Deep neural networks excel at finding patterns in datasets too vast for the human brain to pick apart. That ability has made deep learning indispensable to just about anyone who deals with data. This year, the MIT Quest for Intelligence and the MIT-IBM Watson AI Lab sponsored 17 undergraduates to work with faculty on yearlong research projects through MIT’s Advanced Undergraduate Research Opportunities Program (SuperUROP).
Students got to explore AI applications in climate science, finance, cybersecurity, and natural language processing, among other fields. And faculty got to work with students from outside their departments, an experience they describe in glowing terms. “Adeline is a shining testament of the value of the UROP program,” says Raffaele Ferrari, a professor in MIT’s Department of Earth and Planetary Sciences, of his advisee. “Without UROP, an oceanography professor might have never had the opportunity to collaborate with a student in computer science.”
Highlighted below are four SuperUROP projects from this past year.
A faster algorithm to manage cloud-computing jobs
The shift from desktop computing to far-flung data centers in the “cloud” has created bottlenecks for companies selling computing services.
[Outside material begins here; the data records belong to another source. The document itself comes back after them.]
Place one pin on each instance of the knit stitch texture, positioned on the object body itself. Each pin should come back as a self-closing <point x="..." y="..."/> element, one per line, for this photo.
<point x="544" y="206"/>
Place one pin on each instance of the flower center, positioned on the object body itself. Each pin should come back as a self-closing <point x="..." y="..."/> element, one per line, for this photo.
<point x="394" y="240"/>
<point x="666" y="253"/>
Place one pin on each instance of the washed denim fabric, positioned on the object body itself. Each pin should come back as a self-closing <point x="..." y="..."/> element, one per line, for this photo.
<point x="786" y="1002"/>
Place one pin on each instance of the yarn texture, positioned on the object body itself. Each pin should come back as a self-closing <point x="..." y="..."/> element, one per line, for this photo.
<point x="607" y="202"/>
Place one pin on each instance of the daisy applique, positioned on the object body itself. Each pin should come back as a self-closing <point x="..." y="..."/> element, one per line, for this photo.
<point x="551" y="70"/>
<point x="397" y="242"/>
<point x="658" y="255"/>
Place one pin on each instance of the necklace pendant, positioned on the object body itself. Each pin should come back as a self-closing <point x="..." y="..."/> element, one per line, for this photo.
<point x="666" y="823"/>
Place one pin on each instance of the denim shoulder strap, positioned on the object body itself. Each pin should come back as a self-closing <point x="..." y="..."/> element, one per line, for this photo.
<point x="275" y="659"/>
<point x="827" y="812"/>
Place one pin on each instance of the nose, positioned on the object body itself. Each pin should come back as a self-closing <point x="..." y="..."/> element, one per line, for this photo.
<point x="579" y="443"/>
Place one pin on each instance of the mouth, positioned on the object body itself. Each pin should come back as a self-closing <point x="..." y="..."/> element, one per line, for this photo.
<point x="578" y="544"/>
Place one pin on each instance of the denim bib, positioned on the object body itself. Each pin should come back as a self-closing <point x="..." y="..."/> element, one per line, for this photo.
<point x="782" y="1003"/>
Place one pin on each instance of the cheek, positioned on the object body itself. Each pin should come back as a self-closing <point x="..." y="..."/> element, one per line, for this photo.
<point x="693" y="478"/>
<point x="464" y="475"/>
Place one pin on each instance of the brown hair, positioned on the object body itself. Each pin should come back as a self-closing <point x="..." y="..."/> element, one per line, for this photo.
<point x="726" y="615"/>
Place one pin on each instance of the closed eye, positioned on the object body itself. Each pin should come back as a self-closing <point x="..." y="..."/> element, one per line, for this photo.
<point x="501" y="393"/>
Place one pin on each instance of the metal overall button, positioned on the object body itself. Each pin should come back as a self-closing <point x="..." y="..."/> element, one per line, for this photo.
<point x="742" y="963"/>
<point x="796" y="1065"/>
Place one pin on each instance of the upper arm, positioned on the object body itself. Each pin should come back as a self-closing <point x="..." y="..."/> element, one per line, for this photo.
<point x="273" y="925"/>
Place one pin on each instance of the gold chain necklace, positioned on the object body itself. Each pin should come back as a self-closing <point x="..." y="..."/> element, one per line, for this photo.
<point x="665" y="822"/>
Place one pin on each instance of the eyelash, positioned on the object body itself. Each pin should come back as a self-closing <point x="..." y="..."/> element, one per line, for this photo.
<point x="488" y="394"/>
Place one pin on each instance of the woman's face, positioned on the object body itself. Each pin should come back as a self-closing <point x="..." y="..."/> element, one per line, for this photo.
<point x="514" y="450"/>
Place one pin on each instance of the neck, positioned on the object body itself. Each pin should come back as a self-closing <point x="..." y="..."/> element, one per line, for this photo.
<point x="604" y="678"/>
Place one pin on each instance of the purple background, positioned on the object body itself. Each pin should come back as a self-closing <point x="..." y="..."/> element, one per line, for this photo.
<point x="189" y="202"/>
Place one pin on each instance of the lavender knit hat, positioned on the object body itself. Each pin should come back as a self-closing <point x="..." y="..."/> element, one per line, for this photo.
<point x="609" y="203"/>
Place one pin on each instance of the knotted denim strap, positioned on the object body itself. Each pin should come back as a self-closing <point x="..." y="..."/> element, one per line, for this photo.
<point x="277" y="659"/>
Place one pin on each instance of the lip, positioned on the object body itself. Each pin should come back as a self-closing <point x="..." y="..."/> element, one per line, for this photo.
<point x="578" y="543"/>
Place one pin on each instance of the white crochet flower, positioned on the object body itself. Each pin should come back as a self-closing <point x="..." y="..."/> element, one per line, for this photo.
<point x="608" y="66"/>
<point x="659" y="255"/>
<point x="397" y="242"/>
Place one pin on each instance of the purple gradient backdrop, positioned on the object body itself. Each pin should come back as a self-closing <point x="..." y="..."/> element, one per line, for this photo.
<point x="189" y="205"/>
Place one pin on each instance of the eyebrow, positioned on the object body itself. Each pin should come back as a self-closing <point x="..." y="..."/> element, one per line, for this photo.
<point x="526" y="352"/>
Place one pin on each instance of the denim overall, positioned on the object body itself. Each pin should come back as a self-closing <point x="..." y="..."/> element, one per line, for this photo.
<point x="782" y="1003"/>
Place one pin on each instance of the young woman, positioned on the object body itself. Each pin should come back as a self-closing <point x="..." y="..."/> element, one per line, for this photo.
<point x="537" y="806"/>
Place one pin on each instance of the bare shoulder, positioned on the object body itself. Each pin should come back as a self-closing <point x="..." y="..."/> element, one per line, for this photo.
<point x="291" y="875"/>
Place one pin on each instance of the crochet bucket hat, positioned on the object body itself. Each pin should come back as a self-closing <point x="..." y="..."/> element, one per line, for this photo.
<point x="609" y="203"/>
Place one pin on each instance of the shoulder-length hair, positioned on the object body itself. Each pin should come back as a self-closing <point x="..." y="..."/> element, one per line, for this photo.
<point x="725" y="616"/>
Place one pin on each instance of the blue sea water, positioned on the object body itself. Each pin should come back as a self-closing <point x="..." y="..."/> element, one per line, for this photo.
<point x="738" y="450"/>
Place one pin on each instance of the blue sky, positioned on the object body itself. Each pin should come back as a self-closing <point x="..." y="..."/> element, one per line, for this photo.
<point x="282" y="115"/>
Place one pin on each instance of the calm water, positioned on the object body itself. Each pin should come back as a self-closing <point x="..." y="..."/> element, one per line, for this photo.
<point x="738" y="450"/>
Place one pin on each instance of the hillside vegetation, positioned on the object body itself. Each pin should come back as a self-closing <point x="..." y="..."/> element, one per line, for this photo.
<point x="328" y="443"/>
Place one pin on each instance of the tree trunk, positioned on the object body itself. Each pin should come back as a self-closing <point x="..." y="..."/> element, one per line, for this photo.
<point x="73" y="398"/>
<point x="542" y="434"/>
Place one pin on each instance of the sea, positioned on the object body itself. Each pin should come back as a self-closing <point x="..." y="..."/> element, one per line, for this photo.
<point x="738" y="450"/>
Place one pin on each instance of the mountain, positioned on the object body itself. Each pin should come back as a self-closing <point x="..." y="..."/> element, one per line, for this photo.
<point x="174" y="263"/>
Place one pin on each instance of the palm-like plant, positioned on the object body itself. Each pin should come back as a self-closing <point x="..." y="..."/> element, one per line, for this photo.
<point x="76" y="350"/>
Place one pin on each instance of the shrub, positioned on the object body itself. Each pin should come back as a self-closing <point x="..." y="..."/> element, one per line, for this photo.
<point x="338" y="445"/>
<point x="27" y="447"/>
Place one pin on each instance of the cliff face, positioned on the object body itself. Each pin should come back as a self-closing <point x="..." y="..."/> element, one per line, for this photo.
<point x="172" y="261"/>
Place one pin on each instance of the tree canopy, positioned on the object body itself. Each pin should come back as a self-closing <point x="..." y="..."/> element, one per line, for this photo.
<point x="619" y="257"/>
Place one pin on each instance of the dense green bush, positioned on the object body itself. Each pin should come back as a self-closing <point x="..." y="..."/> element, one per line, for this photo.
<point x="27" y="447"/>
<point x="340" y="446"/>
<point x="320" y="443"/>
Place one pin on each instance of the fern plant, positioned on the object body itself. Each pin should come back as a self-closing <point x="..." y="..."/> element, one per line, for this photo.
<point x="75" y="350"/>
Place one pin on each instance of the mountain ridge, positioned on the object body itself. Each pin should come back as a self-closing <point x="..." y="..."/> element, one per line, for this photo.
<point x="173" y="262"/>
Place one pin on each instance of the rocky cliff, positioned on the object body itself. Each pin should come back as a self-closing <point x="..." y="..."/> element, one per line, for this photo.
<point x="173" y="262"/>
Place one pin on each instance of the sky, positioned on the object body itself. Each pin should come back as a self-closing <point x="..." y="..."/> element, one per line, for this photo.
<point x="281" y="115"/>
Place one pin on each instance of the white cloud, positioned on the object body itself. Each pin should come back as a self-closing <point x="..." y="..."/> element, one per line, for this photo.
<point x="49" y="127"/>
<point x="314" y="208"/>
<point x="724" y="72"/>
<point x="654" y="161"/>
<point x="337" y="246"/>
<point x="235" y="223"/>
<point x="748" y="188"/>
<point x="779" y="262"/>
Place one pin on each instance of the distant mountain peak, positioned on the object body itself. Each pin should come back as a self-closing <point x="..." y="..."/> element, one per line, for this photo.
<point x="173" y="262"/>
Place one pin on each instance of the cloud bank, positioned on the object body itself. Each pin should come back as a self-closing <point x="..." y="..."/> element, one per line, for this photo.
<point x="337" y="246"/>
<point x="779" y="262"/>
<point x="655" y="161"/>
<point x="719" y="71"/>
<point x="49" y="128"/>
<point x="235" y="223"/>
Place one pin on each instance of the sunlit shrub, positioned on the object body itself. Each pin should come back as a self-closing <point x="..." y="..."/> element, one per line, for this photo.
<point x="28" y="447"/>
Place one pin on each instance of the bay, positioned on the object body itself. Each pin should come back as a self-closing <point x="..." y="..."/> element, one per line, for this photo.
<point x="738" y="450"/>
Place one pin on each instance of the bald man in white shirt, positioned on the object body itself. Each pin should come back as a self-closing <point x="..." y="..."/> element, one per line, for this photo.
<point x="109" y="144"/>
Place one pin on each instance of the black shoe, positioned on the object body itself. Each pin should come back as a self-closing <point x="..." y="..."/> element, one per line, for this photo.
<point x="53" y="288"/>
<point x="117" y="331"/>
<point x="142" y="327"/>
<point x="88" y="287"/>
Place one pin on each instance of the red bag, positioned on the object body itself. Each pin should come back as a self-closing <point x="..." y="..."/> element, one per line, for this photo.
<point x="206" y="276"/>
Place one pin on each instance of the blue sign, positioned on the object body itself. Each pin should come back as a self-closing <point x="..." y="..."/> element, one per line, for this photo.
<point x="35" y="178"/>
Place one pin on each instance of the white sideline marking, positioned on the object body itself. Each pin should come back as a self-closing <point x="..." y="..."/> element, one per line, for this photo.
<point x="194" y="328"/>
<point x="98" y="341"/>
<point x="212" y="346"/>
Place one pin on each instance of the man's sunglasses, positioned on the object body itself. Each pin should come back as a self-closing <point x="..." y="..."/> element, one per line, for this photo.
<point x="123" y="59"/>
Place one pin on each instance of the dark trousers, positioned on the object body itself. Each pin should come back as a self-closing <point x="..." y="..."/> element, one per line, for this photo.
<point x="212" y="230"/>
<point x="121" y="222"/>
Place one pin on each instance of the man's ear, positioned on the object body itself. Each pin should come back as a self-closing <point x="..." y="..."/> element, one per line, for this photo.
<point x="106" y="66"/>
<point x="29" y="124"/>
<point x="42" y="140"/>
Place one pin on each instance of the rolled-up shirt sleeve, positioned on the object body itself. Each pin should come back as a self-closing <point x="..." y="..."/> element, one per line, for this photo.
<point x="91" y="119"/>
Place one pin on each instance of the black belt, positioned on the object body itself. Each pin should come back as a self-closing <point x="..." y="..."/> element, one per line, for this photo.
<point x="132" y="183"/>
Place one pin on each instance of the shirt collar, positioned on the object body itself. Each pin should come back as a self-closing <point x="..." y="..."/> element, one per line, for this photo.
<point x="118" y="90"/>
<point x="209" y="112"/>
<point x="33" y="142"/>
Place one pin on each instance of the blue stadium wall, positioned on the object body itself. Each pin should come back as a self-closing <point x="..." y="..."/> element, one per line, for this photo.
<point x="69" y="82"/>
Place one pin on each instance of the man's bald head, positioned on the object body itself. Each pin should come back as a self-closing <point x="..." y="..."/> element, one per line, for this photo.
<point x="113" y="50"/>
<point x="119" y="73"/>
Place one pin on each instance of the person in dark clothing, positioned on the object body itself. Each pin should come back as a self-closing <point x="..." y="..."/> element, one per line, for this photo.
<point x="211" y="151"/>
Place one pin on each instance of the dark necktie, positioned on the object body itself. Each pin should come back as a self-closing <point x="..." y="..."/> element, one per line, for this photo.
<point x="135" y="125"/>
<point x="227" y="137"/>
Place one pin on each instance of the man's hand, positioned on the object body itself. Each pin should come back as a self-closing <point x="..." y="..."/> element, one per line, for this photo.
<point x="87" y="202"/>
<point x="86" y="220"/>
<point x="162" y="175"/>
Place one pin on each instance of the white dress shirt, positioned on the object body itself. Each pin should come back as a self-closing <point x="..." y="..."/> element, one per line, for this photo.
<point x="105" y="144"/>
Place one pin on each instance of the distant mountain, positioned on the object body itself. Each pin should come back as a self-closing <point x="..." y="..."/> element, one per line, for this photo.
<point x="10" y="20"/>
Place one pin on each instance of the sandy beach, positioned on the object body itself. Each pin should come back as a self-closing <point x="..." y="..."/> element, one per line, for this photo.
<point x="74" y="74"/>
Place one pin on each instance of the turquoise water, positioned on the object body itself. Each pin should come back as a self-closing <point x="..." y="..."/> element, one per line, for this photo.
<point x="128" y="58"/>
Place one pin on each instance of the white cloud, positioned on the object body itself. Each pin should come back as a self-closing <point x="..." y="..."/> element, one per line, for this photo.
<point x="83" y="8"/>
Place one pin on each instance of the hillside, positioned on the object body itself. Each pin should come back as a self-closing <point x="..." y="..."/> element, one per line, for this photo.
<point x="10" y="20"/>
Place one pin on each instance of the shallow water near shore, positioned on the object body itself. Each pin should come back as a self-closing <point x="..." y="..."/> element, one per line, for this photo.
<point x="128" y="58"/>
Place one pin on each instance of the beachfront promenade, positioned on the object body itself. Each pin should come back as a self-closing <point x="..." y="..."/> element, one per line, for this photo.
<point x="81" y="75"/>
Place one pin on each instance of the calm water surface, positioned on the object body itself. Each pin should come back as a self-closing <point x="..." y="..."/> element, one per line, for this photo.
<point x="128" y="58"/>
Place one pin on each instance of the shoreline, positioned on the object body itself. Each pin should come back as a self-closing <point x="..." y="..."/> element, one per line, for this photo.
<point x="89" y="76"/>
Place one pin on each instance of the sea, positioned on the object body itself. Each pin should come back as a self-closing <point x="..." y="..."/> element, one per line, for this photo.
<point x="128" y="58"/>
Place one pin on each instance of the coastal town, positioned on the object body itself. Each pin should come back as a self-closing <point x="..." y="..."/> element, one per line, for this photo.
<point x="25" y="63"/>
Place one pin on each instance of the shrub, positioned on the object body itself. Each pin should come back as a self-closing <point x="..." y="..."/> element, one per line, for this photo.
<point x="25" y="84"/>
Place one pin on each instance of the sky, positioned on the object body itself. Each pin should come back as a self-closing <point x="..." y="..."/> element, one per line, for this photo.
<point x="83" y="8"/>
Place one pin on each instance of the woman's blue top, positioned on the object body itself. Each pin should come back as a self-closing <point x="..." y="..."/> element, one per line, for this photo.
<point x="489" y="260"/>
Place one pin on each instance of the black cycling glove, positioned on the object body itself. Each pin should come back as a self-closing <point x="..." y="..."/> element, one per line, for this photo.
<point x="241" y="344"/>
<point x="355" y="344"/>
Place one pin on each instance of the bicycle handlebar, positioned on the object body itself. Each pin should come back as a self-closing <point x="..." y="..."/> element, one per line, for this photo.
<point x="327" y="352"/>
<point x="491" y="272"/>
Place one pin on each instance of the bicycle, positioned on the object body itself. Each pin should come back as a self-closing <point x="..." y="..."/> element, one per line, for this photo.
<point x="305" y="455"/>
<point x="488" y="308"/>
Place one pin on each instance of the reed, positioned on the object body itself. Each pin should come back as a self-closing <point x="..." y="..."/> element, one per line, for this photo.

Faced with a constant flux of orders and cancellations, their profits depend heavily on efficiently pairing machines with customers.
Approximation algorithms are used to carry out this feat of optimization. Among all the possible ways of assigning machines to customers by price and other criteria, they find a schedule that achieves near-optimal profit. For the last year, junior Spencer Compton worked on a virtual whiteboard with MIT Professor Ronitt Rubinfeld and postdoc Slobodan Mitrović to find a faster scheduling method.
“We didn’t write any code,” he says. “We wrote proofs and used mathematical ideas to find a more efficient way to solve this optimization problem. The same ideas that improve cloud-computing scheduling can be used to assign flight crews to planes, among other tasks.”
In a pre-print paper on arXiv, Compton and his co-authors show how to speed up an approximation algorithm under dynamic conditions. They also show how to locate machines assigned to individual customers without computing the entire schedule.
A big challenge was finding the crux of the project, he says. “There’s a lot of literature out there, and a lot of people who have thought about related problems. It was fun to look at everything that’s been done and brainstorm to see where we could make an impact.”
How much heat and carbon can the oceans absorb?
Earth’s oceans regulate climate by drawing down excess heat and carbon dioxide from the air. But as the oceans warm, it’s unclear if they will soak up as much carbon as they do now. A slowed uptake could bring about more warming than what today’s climate models predict. It’s one of the big questions facing climate modelers as they try to refine their predictions for the future.
The biggest obstacle in their way is the complexity of the problem: today’s global climate models lack the computing power to get a high-resolution view of the dynamics influencing key variables like sea-surface temperatures. To compensate for the lost accuracy, researchers are building surrogate models to approximate the missing dynamics without explicitly solving for them.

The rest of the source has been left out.